Thomistic Moderate Realism Reduces to Armstrongianism or Platonism

I've always had difficulty understanding Aquinas's "moderate realist" view on universals, at least as that view is expounded by his interpreters. It seems that they want to have their cake and eat it too: Thomists both believes that universals are "objective" and "extramental" in some sense. But they also are not extreme realists, i.e., (modern) Platonists. They also seem to say things that make it sound as if universals are merely conceptions; if taken at face value, that reduces to conceptualism or nominalism of some sort.

Here's one way of bringing out the problem.

Assuming there are universals, then:

  • 1. Either (a) universals exist extramentally or (b) they do not exist extramentally.
  • 2. If (b), then nominalism or conceptualism, QED.
  • 3. If (a), then either (i) they only exist in the objects that have them, or (ii) they sometimes exist outside of the objects that have them.
  • 4. If (i), then that is Armstrong's view.
  • 5. If (ii) then that is Platonism.
  • 6. So if (a) is true, then either Armstrong's view or Platonism is true, and so moderate realism either reduces to Armstrong's view or Platonism.
6 already seems to disambiguate the Thomistic view in a way that makes it unacceptable, and does not let it have all of the desirable qualities it is supposed to have.
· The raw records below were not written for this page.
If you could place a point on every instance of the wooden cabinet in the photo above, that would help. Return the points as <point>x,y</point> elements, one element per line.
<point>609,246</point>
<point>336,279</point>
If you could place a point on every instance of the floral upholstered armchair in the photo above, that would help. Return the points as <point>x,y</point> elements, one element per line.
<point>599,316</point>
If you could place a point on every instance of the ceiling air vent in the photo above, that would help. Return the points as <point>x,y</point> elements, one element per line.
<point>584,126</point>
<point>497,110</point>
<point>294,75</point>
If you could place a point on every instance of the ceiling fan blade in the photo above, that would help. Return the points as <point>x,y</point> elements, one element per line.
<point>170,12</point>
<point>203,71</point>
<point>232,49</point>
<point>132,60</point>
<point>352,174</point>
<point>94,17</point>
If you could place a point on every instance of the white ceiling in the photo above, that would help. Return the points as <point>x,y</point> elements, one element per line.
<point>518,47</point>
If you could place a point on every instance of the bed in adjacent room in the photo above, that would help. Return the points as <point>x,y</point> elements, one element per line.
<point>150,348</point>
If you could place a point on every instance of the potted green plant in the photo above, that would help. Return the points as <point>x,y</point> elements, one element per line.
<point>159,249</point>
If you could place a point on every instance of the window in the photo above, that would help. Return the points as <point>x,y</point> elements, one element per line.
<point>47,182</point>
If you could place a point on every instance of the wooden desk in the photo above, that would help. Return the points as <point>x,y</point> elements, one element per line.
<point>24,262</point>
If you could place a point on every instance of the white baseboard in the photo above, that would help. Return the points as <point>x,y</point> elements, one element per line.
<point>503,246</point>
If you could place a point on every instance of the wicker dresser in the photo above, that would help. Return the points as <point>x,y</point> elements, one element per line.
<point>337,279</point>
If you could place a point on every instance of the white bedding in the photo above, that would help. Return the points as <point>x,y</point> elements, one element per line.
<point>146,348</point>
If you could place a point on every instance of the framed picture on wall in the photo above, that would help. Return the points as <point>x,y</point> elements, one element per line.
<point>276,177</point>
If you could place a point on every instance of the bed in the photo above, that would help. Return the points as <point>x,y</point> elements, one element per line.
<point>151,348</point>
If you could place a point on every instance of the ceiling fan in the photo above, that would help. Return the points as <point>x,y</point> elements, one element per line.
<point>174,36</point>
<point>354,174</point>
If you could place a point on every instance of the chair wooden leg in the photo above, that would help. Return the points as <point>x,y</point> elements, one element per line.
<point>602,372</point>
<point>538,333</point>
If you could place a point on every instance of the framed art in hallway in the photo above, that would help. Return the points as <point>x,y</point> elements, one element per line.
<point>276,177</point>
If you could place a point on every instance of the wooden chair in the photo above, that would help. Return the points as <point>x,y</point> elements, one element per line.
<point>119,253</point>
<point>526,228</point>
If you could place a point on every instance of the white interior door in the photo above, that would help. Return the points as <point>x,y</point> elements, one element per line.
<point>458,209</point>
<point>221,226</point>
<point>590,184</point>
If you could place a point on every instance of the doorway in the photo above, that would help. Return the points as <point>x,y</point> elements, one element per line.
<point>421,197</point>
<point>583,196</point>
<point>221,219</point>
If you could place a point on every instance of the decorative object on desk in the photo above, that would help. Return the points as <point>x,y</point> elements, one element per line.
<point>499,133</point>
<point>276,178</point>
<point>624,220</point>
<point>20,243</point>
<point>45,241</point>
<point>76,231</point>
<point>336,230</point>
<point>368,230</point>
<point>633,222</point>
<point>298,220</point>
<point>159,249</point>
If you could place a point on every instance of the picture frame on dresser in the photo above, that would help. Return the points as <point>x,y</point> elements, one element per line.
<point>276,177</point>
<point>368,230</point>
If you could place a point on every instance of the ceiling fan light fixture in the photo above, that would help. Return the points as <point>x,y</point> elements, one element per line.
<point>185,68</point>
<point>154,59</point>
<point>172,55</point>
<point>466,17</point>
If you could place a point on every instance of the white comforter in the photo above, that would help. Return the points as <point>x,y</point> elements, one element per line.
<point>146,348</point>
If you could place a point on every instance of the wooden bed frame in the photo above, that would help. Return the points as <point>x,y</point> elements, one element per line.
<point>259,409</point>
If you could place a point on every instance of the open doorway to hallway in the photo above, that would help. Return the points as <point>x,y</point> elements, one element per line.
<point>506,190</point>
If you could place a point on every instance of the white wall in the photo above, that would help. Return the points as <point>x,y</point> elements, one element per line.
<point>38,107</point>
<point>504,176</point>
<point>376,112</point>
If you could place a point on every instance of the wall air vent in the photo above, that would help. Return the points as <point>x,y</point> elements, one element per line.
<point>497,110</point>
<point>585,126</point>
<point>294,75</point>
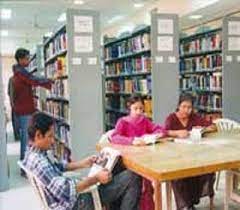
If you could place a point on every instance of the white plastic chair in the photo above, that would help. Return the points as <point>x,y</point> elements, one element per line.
<point>39,189</point>
<point>105,138</point>
<point>225,125</point>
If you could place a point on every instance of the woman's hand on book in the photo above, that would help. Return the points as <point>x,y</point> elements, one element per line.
<point>104,176</point>
<point>88,162</point>
<point>138,141</point>
<point>182,133</point>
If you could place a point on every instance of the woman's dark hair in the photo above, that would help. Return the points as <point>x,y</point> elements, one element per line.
<point>185,97</point>
<point>21,53</point>
<point>133,99</point>
<point>41,122</point>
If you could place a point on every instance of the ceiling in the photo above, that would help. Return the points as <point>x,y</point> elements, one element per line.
<point>31,19</point>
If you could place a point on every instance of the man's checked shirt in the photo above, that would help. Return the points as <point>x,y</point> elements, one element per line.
<point>60,191</point>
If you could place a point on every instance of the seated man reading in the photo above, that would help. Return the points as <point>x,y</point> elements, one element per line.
<point>62,193</point>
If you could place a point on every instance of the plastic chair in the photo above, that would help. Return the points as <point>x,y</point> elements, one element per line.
<point>225,125</point>
<point>39,190</point>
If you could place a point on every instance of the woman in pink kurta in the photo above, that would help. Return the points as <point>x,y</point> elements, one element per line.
<point>188,191</point>
<point>128,131</point>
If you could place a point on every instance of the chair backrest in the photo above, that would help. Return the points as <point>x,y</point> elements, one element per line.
<point>106,136</point>
<point>227,125</point>
<point>39,189</point>
<point>37,186</point>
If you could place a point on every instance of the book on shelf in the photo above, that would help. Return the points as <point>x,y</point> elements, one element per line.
<point>58,45</point>
<point>59,89</point>
<point>58,110</point>
<point>201,63</point>
<point>132,45</point>
<point>106,159</point>
<point>57,68</point>
<point>210,82</point>
<point>129,66</point>
<point>202,44</point>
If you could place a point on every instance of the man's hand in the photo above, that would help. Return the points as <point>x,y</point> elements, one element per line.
<point>182,133</point>
<point>88,162</point>
<point>138,141</point>
<point>104,176</point>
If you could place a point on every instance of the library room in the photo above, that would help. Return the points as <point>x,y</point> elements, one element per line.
<point>120,105</point>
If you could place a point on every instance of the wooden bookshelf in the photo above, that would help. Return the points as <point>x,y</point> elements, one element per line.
<point>201,64</point>
<point>127,66</point>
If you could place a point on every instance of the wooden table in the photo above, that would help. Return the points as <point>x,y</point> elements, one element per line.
<point>168,161</point>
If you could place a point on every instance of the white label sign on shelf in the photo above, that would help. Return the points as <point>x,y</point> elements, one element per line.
<point>172,59</point>
<point>234,44</point>
<point>83,24</point>
<point>238,58</point>
<point>234,28</point>
<point>83,44</point>
<point>76,61</point>
<point>165,26</point>
<point>92,61</point>
<point>159,59</point>
<point>165,43</point>
<point>229,58</point>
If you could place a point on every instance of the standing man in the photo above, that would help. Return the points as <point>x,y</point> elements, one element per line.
<point>13,116</point>
<point>23,82</point>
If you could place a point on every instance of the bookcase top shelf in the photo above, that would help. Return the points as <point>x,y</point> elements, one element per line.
<point>128,94</point>
<point>53,58</point>
<point>130,55</point>
<point>200,35</point>
<point>147,29</point>
<point>58,99</point>
<point>203,71</point>
<point>200,54</point>
<point>108,77</point>
<point>58,119</point>
<point>60,30</point>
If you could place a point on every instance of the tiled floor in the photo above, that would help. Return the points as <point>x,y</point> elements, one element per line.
<point>21,196</point>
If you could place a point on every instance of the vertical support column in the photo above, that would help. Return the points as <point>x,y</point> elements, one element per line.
<point>3,141</point>
<point>231,68</point>
<point>165,64</point>
<point>85,80</point>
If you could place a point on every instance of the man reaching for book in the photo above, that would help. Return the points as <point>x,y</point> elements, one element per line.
<point>62,192</point>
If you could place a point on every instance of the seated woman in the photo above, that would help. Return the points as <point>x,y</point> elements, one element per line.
<point>129,130</point>
<point>188,191</point>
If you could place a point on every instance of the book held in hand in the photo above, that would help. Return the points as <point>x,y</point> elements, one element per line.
<point>150,138</point>
<point>107,158</point>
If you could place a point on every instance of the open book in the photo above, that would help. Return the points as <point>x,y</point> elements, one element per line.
<point>196,135</point>
<point>107,158</point>
<point>150,138</point>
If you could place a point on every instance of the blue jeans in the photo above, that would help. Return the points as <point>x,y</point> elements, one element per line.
<point>23,121</point>
<point>125,186</point>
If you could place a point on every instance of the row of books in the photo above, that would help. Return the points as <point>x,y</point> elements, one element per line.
<point>209,102</point>
<point>59,89</point>
<point>58,68</point>
<point>200,63</point>
<point>203,44</point>
<point>59,44</point>
<point>129,66</point>
<point>58,110</point>
<point>129,46</point>
<point>32,64</point>
<point>130,85</point>
<point>202,82</point>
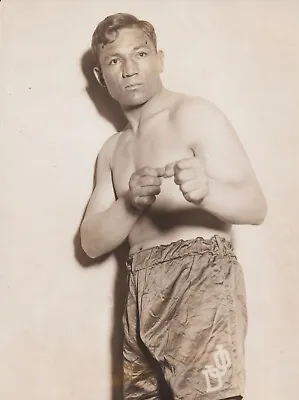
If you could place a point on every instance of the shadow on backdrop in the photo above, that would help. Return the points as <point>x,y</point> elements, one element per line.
<point>111,111</point>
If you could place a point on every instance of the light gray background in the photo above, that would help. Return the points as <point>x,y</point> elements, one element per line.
<point>57,316</point>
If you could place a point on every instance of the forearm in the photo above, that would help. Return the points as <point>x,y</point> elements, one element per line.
<point>103,232</point>
<point>235,204</point>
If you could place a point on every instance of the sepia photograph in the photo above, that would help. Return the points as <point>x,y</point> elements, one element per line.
<point>149,199</point>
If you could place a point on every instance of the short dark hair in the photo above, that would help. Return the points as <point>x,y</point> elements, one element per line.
<point>108,30</point>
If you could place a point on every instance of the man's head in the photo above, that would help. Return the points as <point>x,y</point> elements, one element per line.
<point>128,63</point>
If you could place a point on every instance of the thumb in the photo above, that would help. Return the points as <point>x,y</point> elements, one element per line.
<point>160,172</point>
<point>169,170</point>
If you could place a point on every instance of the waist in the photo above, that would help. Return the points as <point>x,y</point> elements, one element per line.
<point>140,241</point>
<point>179,249</point>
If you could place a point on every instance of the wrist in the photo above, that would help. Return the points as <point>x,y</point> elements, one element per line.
<point>130,206</point>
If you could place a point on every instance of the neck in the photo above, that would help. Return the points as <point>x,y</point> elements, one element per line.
<point>135,115</point>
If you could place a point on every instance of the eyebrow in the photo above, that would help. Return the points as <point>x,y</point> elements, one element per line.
<point>109,56</point>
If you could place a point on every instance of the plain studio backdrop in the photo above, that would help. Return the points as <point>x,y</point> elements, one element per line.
<point>60,330</point>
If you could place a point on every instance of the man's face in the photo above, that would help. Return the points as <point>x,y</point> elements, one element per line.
<point>131,67</point>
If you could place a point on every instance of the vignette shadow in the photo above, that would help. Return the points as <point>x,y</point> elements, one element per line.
<point>111,111</point>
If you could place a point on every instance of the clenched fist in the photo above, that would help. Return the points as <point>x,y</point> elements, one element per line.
<point>191,178</point>
<point>144,186</point>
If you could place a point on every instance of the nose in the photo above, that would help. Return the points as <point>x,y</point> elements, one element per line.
<point>129,69</point>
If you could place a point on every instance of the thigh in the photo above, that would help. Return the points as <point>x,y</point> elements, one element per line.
<point>202,345</point>
<point>140,380</point>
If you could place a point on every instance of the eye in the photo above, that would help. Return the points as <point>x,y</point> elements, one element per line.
<point>114,61</point>
<point>142,53</point>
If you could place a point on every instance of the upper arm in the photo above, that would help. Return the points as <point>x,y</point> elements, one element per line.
<point>103,195</point>
<point>214,141</point>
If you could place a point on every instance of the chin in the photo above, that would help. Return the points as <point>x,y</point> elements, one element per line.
<point>134,103</point>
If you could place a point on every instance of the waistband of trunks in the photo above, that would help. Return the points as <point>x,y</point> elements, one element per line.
<point>162,253</point>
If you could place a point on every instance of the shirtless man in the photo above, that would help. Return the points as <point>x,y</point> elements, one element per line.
<point>172,182</point>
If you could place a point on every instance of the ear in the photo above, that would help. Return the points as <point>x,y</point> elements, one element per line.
<point>99,76</point>
<point>160,55</point>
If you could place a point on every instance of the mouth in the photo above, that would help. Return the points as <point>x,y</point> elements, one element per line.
<point>133,86</point>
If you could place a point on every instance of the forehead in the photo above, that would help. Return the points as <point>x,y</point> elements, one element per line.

  • 7. If Armstrong's view holds, then universals depend on the objects that have them, and therefore cease to exist if the objects do.
  • 8. But if the universals cease to exist, then statements about non-existent things, like "dinosaurs are big creatures", do not require universals to be true, and so universals are superfluous.
  • 9. So if Armstrong's view holds, then universals are superfluous.


That only leaves Platonism, and there are huge problems with Platonism.

To be fair, I am leaving much unsaid here, and I am not making any distinctions within "Platonism." But ultimately I think this is basically correct; the way Platonism is construed in modern times basically just is the view that there are non-mental, objective, necessarily existent, universals.